La seconda valutazione è come categorie come “dolce” e “amaro” siano del tutto soggettive. Non sta scritto da nessuna parte che una molecola sia dolce oppure amara, o meglio: sta scritto solo nei geni di ciascuno di noi, ed è un codice che la natura può riscrivere in qualunque momento.

La rapidità di risposta di Blattella germanica è stata davvero stupefacente, ed inquietante. La minaccia che le arrivava dall’utilizzo dei gel alimentari avvelenati era grave, e la contromisura è stata quasi di certo favorita dall’esistenza di un gene “contrario” al glucosio, già presente in forma marginale nelle popolazioni selvatiche. Il fatto che non si sia dovuta attendere una mutazione genetica stabile, ma che sia bastato selezionare una forma già esistente, ha reso il processo evolutivo rapido e leggibile già dopo pochi anni.

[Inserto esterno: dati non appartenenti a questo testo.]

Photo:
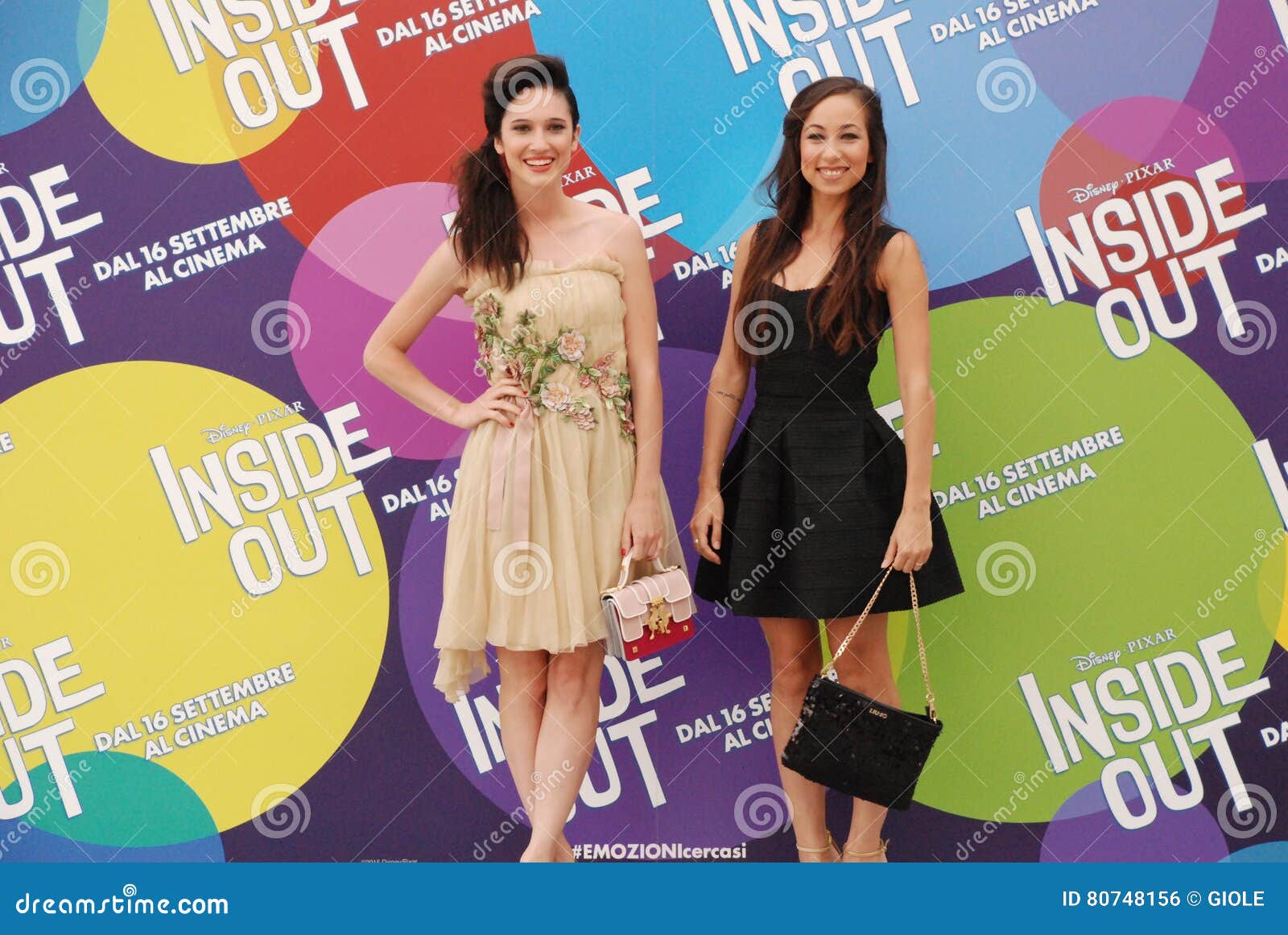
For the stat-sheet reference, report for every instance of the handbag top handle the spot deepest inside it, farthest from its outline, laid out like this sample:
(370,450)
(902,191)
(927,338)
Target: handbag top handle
(921,644)
(626,569)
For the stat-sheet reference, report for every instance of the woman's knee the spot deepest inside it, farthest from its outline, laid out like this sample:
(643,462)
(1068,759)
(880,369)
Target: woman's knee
(523,672)
(573,677)
(795,656)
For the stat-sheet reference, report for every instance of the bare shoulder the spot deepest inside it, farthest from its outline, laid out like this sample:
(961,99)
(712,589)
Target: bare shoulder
(899,254)
(448,263)
(621,234)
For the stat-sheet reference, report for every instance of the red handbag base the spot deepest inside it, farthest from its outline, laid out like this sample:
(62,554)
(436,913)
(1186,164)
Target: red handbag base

Altri meccanismi evolutivi sono sicuramente stati selezionati, in questo e negli scarafaggi, nel corso di periodi più lunghi a disposizione. La modalità di deposizione delle uova, le esigenze di alimentazione, le abitudini di spostamento e soprattutto la spiccata preferenza per il buio, pur presenti anche in blatte selvatiche mai state commensali dell’uomo, possono avere subito una pressione evolutiva, per difendersi da noi e dalle contromisure abbiamo via via preso contro questi insetti. Ora i nostri metodi di disinfestazione sono senza dubbio molto calibrati, e in certe aree adottati in modo sistematico. Tuttavia il caso mostrato da Blattella germanica ci ricorda come i protocolli debbano essere sempre aggiornati, e possibilmente non monolitici.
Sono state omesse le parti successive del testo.